Thursday, December 9, 2010

My Beautiful Flower

     Today I feel inspired to write a symbolic piece about love, dreams, goals and my aspirations of keeping things in my life private.  Yesterday on Facebook I was inspired to write about killing my beautiful flower that has grown from an encounter with this beautiful person in my life. I wrote on my status: My soil was fertile then you came and planted a seed. Out of that seed came a beautiful flower, now you want to go back to the beginning to lay a foundation because you weren't ready for a harvest.  But it is too late something has grown.  How can I kill this beautiful flower of mine?
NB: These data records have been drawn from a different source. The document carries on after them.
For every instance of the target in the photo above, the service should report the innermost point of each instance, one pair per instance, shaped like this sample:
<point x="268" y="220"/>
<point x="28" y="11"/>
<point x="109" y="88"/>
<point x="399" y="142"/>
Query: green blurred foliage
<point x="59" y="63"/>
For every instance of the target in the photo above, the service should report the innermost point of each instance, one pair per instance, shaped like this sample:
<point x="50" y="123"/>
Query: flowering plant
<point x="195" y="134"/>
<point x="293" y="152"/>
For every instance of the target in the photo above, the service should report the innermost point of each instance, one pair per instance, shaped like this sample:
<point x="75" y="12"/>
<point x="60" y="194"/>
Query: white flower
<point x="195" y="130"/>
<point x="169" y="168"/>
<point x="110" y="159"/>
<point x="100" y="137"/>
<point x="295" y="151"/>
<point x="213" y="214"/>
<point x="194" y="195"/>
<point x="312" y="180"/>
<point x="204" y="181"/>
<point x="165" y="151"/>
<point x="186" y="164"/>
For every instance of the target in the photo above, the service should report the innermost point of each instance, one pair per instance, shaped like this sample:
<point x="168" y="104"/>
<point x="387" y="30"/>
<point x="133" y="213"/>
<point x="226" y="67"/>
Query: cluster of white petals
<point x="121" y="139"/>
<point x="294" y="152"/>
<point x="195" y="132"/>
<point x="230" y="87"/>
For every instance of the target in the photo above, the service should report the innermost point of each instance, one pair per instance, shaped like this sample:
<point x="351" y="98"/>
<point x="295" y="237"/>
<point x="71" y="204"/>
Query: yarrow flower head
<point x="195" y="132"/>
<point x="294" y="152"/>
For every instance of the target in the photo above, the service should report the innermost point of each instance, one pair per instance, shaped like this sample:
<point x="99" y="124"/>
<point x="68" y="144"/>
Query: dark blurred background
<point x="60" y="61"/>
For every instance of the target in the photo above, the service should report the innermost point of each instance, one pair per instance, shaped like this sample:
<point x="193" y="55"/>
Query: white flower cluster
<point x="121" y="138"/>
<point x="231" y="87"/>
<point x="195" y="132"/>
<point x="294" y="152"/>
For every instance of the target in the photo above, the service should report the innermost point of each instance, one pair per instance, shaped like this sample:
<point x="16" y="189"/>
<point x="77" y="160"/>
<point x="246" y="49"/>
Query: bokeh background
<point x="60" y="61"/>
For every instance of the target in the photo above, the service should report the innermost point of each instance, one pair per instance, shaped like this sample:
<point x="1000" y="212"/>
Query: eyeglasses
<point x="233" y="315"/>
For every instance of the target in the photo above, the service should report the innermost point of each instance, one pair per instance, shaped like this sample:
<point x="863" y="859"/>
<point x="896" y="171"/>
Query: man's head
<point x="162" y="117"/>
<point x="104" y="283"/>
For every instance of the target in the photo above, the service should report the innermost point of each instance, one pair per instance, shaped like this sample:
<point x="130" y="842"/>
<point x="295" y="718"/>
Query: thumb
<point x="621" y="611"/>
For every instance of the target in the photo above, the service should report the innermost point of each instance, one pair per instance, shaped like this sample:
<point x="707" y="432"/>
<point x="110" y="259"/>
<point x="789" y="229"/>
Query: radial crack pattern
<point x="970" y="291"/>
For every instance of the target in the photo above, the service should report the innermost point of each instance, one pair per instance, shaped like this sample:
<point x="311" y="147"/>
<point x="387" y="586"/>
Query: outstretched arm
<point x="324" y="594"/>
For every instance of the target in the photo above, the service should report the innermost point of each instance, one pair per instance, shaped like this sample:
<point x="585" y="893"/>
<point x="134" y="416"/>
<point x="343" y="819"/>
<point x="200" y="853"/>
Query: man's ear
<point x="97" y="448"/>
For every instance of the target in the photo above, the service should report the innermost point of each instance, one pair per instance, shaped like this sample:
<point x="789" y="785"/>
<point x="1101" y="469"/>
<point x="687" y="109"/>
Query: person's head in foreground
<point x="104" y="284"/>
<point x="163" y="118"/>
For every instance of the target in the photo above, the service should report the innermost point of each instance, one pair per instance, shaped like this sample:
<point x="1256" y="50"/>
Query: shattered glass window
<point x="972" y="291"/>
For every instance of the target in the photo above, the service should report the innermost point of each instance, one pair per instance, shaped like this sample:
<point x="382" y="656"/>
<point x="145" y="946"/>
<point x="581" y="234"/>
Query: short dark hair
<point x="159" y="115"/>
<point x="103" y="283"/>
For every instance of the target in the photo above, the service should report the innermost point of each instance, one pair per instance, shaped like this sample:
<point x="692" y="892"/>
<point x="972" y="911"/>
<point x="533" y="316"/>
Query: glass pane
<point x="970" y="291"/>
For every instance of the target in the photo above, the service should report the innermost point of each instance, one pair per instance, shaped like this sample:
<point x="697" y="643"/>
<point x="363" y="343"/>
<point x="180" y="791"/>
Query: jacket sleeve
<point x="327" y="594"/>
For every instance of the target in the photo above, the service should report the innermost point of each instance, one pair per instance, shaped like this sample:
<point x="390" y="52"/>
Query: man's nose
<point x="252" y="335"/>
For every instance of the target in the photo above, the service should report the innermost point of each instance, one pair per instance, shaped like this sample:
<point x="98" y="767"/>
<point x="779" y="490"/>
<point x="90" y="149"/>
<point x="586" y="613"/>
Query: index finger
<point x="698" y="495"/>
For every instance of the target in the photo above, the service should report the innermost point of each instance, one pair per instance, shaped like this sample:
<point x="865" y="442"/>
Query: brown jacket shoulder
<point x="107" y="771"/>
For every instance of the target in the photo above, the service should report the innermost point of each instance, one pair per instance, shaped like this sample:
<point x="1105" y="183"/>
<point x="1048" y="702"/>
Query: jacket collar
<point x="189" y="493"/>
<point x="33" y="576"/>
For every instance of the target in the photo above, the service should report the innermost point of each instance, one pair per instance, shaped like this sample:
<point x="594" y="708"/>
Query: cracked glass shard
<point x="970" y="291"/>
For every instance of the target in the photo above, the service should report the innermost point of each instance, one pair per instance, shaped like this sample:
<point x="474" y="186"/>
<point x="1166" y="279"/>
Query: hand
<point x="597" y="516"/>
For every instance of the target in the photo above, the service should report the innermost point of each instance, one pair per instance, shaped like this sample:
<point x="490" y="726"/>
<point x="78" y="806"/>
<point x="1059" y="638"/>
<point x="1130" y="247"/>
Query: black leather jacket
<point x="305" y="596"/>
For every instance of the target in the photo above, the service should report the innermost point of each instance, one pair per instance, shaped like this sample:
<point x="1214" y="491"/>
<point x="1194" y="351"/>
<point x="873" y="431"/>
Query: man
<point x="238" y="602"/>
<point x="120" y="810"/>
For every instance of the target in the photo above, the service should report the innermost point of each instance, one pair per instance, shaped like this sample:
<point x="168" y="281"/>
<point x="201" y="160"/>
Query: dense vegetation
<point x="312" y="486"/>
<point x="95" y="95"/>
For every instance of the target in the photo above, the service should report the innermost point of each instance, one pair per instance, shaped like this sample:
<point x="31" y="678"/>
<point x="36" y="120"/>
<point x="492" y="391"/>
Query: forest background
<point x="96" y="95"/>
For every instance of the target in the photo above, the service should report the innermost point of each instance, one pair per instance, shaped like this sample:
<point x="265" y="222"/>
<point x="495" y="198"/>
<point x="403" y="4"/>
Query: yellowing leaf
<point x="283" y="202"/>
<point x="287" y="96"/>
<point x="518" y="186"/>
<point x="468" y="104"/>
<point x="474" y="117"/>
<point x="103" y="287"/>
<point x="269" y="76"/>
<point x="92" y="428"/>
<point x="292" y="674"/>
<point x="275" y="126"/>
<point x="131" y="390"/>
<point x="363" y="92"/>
I wanted to write a piece that explained my intentions on writing that kind of status.
        




          I have a beautiful garden that holds my dreams, goals, thoughts and hopes of love.  This garden was closed for many years because I lost hope of anything growing there.  Now it is has many beautiful flowers that have grown from many hours of labor.  I have taken the time out to build a fence around this garden and I even have a guard dog that lays at the door because I don't want all that is sacred and lovely to be harmed.  Some of these flowers I only give to certain people, I make sure these people are appreciative that I gave them something so precious to have.  I also work with a master gardener who has been doing this for years that guides me and has executive control over anything that he sees fit to be removed or planted in this garden.  Unfortunately, he was given limited access years ago. But I realized a few years ago that he is vital to the growth of my garden. Therefore, I will never do that to him again, he is all knowing and he has the final word.
     Now I have came to the point where I have to uproot one of my finest flowers because I let someone plant a seed in the love section of my garden.  This person I have known for a very long time but I didn't really know him.  We had conversations years ago that were great but I didn't know him as well as I should.  He was one of those men that I just had a "thing" for I was just taken by his looks.  Then as I talked to him before letting him into my garden I became smitten with his conversations.  I never thought that I would find such an intellectual and spiritual person like him.   So I told my guard dog to move and I opened the door to my garden.  I didn't think he realized nor did I what would become of this interaction.  My fertile soil was ready for his seed to be planted.  I worked long hours uprooting those weeds of doubt, rocks of distractions and flower roots of old.  Therefore, I thought I was ready for such a worthy candidate to plant his seed in my fertile soil.   I didn't consult the master gardener about this planter but I will next time.  Anyway I learned that this planter didn't want to plant a seed he just wanted to make sure the area was clear for him to one day plant something.  But he didn't realize that his actions and conversations were planting a seed.  Now I didn't know within a months time that this beautiful, strong flower would grow.   I told the planter about this and that's when I got the news that this wasn't his intentions he just wanted to make sure he laid a good foundation for future planting.  So my question is how do I kill this beautiful flower of mine?  This person has stopped coming by my garden so conversations are few and far between.  So I scared off another planter because my soil was so fertile.  I have learned from this to ask someone their intentions and if they don't know then I will tell them to leave my garden area.  It is important to have a planter that has a plan of action and that can voice that plan before entrance is allowed.  Even then I still have to have faith and trust in that person that they are being honest and true to me and themselves.   I have not given up on this section of my garden called love.  However, I will admit I was sadden by the outcome but my master gardener has been working on my joy flower and it is strong as an oak tree.  So I thank the planter for his time and will be officially killing this beautiful flower of mine.  


    I hope that this blog was understandable in it's delivery and approach.  Life is full of lessons and I am just grateful that out of this situation I did not become bitter.  God has brought me a long way and I still have room to grow.